Most people have their blood pressure measured once a year during their checkup, but the doctor’s office might not be the best place to get an accurate diagnosis of hypertension. Many patients get nervous or even agitated when visiting the doctor, which can lead to “white coat hypertension” — a temporarily elevated reading at the doctor’s office.
Now a new system recommended by the National Institute for Health and Clinical Excellence (NICE) in the U.K. would help eliminate such misdiagnoses by requiring follow-up testing at home.
Nearly a quarter of patients who are diagnosed with high blood pressure are actually suffering from white coat hypertension, according to the BBC’s report. For most people, blood pressure should be around 120/80 mmHg; a reading of 140/80 mmHg or higher is considered hypertension (anything in between is pre-hypertension.)
Hypertension is a strong risk factor for heart attack and stroke, so it’s important to diagnose it accurately in order to help those with high blood pressure find ways to lower their readings and hopefully avoid heart disease and stroke. Under the NICE system, already used by an estimated 10% of U.K. doctors surveyed, patients who have blood pressure of 140/90 mmHg or higher in a clinical setting take home a mobile blood pressure monitor and take another reading on their own.

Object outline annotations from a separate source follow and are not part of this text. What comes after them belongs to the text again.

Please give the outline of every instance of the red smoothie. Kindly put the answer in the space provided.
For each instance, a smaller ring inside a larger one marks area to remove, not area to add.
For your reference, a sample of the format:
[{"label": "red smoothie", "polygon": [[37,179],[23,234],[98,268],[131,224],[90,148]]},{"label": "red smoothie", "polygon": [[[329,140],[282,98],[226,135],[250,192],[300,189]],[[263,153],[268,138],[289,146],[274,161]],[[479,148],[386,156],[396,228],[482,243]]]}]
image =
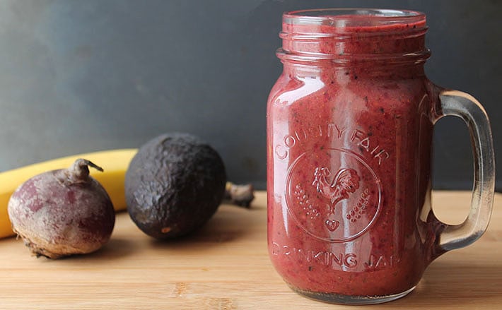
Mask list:
[{"label": "red smoothie", "polygon": [[437,95],[424,15],[345,13],[284,18],[267,108],[268,244],[296,291],[365,303],[405,294],[440,254],[441,226],[428,222]]}]

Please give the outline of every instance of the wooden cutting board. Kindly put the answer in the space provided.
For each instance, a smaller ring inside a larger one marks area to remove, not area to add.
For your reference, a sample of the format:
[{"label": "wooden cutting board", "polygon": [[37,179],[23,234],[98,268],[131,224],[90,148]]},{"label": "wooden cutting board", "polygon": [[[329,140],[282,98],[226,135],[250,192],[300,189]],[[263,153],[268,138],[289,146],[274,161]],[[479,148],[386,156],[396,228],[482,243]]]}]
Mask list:
[{"label": "wooden cutting board", "polygon": [[[354,309],[293,292],[267,251],[264,192],[250,210],[223,205],[202,230],[160,242],[117,214],[110,243],[93,254],[51,261],[21,240],[0,240],[1,309]],[[438,216],[465,217],[467,192],[433,195]],[[371,309],[501,309],[502,195],[488,231],[474,244],[440,257],[409,296]]]}]

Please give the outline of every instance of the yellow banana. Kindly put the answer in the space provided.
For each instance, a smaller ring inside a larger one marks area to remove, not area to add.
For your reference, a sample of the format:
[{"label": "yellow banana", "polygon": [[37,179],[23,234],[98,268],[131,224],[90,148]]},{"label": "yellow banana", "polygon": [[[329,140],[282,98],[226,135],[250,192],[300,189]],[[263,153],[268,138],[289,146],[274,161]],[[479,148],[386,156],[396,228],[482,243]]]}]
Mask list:
[{"label": "yellow banana", "polygon": [[12,236],[11,221],[7,213],[7,205],[11,195],[19,185],[32,177],[49,170],[63,169],[77,158],[85,158],[103,168],[103,172],[91,169],[91,174],[106,191],[116,211],[126,208],[124,181],[125,173],[137,149],[103,150],[79,154],[30,165],[0,173],[0,238]]}]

The device consists of a padded measuring tool that is wrapped around the patient’s arm and a monitor clipped to the waist, which then measures blood pressure in half-hour intervals for 24 hours, giving a fuller and more accurate reading of whether or not hypertension is a problem.
“This research shows that ambulatory blood pressure monitoring at the time of diagnosis of high blood pressure would allow better targeting of treatment and is cost-saving,” one author of the paper, Professor Richard McManus of the University of Birmingham, told the BBC. “Ambulatory monitoring is already available in some general practices and we have shown that its widespread use would be better for both patients and the clinicians looking after them.”
The testing was conducted with British patients only and is recommended by a British organization. As NPR reports, for now, the U.S. recommendation is for the tried-and-true doctor’s office diagnosis:
The U.S. Preventive Services Task Force recommends that adults get their blood pressure checked every two years with a blood pressure cuff. People with a systolic pressure of 120 to 139 mmHg or diastolic blood pressure of 80 to 89 mmHg, should get checked every year.
The United States doesn’t have one organization setting health standards, like the British. Gaziano says that the various boards will no doubt be considering expanding use of ambulatory monitoring, given the British decision.
The at-home system has the added benefit of saving on health care costs: the BBC reported that experts project a yearly savings of 10.5 million pounds or about $17 million.